The 2018 September quarter saw the economy growing at 0.3 percent (seasonally adjusted). However, the economy had expanded by 0.9 percent in the same quarter in the previous year. The market was expecting a 0.6 percent growth in the GDP number.

The 0.3 percent growth resulted in the Aussie economy registering its lowest growth in the last two years. The slowdown in the September quarter was mainly attributed to the slowdown in non-residential construction and a poor private consumption.

The S&P/ASX 200 reacted sharply and gashed by around 11% from its year high made in August 2018 to end the year 2018 at 5646. However, fast forward to March 2019, the Australian Index has managed to surpass the gloom and registered a hefty 9.5% returns from the December closing price. In-fact, ASX200 was amongst the world’s best performers in the month of February 2019.

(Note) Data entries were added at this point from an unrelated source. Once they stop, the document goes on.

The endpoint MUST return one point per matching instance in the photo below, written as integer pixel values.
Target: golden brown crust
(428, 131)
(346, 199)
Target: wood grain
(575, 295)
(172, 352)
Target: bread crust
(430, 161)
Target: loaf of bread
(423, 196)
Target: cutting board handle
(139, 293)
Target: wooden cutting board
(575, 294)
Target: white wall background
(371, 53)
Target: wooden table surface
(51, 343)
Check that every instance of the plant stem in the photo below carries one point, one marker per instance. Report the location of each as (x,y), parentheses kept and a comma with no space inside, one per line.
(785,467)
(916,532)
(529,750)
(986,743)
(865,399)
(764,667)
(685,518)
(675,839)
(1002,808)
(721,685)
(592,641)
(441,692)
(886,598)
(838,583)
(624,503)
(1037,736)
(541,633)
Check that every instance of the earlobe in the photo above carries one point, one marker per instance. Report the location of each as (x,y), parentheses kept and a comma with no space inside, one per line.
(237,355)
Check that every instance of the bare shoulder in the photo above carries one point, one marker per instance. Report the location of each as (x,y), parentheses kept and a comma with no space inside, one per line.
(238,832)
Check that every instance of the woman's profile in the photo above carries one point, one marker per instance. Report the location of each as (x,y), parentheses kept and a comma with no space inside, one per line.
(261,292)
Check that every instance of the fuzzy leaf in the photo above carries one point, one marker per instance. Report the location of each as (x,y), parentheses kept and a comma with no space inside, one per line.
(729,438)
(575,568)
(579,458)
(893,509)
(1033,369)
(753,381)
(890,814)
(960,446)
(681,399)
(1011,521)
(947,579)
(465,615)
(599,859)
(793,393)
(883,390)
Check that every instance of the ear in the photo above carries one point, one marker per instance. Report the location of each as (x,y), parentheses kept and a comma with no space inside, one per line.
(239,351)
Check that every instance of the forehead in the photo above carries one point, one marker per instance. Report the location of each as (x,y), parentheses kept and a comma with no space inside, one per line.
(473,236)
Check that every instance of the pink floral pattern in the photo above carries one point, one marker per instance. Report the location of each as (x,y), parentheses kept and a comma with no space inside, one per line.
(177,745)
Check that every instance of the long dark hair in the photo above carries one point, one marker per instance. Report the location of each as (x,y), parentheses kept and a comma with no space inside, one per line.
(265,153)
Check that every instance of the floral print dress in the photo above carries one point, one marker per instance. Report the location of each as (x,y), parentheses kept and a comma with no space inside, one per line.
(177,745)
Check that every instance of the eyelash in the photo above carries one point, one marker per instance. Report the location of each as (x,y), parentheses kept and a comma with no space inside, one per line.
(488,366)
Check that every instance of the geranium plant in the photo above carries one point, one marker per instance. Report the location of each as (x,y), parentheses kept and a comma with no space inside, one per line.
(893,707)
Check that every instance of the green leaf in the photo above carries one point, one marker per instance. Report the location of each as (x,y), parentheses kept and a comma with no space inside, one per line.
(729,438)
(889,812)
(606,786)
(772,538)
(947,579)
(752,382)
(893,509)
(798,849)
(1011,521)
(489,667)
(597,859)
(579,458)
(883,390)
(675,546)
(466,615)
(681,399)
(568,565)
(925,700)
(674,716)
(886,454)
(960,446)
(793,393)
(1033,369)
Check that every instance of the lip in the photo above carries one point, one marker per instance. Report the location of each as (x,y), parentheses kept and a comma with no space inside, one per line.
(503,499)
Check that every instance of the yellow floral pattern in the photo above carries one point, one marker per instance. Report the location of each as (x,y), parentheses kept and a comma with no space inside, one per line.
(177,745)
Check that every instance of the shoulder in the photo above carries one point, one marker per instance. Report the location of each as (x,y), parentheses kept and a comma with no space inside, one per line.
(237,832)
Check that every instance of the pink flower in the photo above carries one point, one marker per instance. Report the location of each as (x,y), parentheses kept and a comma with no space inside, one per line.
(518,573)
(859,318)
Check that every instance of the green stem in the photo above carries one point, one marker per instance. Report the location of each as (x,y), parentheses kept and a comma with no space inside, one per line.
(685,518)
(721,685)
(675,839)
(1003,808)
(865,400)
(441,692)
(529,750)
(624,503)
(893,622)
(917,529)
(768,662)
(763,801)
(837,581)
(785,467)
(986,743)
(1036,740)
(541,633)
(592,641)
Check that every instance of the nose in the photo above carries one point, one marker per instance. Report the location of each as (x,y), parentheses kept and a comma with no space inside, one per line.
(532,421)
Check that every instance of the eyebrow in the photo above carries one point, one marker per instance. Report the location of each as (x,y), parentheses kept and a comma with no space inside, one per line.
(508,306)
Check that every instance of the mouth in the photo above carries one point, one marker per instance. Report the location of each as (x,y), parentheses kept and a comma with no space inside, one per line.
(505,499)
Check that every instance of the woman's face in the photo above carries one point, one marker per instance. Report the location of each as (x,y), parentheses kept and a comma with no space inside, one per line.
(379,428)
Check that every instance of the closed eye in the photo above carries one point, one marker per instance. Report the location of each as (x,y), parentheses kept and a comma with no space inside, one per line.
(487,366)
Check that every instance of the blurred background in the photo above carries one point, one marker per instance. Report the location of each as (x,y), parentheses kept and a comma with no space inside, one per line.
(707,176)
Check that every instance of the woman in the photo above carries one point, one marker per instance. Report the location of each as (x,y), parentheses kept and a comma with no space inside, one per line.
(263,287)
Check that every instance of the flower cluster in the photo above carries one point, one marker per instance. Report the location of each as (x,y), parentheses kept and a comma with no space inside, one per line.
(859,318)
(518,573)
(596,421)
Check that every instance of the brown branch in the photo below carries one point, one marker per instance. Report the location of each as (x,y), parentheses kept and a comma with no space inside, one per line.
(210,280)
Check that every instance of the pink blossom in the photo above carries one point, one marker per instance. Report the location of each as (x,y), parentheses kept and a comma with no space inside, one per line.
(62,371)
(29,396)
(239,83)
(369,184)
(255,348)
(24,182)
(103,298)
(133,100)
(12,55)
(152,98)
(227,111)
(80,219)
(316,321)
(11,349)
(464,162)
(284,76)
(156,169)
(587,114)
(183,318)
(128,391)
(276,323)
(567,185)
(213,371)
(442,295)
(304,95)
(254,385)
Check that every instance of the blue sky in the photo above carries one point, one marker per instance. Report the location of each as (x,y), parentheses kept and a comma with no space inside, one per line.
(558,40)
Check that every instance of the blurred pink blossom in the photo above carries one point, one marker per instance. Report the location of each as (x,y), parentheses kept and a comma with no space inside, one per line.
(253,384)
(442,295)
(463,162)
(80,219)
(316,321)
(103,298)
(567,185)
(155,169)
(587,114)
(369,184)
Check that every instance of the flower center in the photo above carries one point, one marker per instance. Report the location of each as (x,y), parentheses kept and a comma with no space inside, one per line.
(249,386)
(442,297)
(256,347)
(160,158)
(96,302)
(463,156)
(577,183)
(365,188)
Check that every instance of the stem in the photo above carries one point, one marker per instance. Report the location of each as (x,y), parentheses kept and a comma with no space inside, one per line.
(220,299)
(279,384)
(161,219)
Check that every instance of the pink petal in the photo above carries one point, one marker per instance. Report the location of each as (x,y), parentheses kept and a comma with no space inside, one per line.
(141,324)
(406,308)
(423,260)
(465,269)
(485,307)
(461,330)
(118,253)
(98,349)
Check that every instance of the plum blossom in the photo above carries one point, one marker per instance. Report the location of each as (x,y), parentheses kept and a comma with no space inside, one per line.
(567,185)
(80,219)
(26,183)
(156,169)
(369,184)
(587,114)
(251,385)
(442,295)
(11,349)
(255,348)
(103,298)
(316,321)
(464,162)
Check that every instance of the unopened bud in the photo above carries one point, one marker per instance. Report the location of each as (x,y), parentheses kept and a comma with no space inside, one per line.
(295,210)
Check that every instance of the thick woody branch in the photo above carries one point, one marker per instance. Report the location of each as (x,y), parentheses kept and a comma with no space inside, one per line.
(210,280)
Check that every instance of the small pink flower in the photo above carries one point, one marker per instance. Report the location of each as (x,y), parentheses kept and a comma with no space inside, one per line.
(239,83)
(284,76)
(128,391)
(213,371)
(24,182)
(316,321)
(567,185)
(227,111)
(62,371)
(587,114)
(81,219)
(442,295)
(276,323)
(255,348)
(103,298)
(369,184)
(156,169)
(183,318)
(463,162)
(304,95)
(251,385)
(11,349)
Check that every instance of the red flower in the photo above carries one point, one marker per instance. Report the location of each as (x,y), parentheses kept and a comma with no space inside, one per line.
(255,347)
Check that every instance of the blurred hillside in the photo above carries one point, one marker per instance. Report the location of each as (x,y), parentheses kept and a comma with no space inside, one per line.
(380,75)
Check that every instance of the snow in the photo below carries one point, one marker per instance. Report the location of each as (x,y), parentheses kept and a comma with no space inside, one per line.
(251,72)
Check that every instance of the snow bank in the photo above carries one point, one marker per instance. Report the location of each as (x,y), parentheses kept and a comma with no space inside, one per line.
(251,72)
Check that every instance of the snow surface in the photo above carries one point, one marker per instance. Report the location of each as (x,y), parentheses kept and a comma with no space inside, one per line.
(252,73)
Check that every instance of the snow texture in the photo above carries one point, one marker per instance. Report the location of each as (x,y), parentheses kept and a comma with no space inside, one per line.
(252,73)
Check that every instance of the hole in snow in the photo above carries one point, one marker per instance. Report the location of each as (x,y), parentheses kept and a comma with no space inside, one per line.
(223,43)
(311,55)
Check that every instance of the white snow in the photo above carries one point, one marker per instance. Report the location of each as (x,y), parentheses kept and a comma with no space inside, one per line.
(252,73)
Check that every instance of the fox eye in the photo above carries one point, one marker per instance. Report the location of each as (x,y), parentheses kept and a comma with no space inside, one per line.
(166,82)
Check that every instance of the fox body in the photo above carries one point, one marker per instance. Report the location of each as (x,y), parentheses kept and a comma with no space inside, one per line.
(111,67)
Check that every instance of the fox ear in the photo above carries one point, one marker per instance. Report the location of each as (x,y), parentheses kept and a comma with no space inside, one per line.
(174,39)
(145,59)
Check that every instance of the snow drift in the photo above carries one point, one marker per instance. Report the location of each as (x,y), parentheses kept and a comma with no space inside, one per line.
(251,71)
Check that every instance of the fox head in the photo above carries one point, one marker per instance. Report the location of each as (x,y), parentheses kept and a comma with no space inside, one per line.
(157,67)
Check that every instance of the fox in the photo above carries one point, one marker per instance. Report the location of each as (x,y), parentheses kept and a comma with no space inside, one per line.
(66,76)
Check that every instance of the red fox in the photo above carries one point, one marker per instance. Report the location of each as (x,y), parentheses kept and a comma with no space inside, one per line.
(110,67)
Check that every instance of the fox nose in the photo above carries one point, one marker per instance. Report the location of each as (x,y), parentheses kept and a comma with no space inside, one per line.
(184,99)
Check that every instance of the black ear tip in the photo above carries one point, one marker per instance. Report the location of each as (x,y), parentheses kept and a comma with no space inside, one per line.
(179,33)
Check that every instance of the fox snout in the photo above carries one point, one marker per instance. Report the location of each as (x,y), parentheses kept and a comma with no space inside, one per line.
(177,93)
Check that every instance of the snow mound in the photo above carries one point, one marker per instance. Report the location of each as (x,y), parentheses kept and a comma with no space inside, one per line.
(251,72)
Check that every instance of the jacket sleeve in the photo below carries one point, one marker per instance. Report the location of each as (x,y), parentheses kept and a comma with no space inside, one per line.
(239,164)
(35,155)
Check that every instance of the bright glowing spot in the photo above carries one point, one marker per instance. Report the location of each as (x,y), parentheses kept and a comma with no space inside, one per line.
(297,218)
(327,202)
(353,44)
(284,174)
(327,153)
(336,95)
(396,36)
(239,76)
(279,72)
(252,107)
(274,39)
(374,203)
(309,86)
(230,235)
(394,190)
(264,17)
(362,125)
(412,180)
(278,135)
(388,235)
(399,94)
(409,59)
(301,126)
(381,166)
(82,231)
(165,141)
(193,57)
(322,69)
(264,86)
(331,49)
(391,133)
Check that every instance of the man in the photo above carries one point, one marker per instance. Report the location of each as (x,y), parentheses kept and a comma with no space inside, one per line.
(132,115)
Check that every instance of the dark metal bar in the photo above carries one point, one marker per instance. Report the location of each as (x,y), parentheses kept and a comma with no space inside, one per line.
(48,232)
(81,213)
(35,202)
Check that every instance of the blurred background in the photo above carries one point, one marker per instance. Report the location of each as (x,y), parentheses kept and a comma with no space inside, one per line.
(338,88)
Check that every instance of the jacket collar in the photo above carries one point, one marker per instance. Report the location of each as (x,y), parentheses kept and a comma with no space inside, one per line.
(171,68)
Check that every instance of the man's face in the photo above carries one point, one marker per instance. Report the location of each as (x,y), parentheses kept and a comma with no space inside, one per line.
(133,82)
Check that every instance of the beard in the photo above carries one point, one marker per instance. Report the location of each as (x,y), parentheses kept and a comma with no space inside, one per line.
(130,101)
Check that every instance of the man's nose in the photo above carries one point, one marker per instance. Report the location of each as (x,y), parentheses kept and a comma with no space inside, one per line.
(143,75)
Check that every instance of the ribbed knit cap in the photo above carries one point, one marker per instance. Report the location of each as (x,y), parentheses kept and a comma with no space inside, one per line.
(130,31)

The surprising factor is that this market performance came post the Q4 December quarter GDP print. The GDP numbers were not impressive with growth coming in at 0.2% in December quarter. The economy slowed down sharply in the second half of 2018 from a four percent annualised growth in the first half to one percent annualised growth in the second-half.

Poor Australian second half print was mainly attributed to the slower global growth, especially demand slowdown across Europe, China, and the USA.

There is a marked divergence between economic performance vs. the stock market performance. The consumer and business confidence numbers that were announced last week also pointed towards a slowing economy.

The Westpac Consumer Sentiment Index came in down by 4.8 percentage on a month-on-month basis at 98.8 in March 2019 vs. 103.8 in the last month. This further cemented the slowdown momentum that was witnessed in the second-half of 2018.

The NAB Business Confidence Index in Australia declined from 4 in Jan’19 to 2 in Feb’19, as against market expectation of 3.

Westpac is now predicting the economy to slowdown even further.

The stock market performance is usually considered to be an indicator of the economic performance; However, it is not necessary that both go hand in hand since the market participants tend to overreact to the short-term news and try to price in the short-term views. On this backdrop, it is clear that the market participants are now anticipating monetary support in the form of a rate cut from the reserve bank post the poor set of economic numbers.

The market outperformance could also be attributed to the construct of ASX, which is heavily tilted towards the finance and resource sectors. The contribution from these sectors’ workforce and economic output is relatively lower.  The financial stocks gained traction post the Royal Commission Report release with mining sector particularly gaining from rising commodity prices in the backdrop of uncertain global economic environment.

All the indicators seem to point towards market expecting monitory policy support from the RBA to arrest the economic slowdown. However, on the back of already low global rates, it is difficult to predict the RBA policy.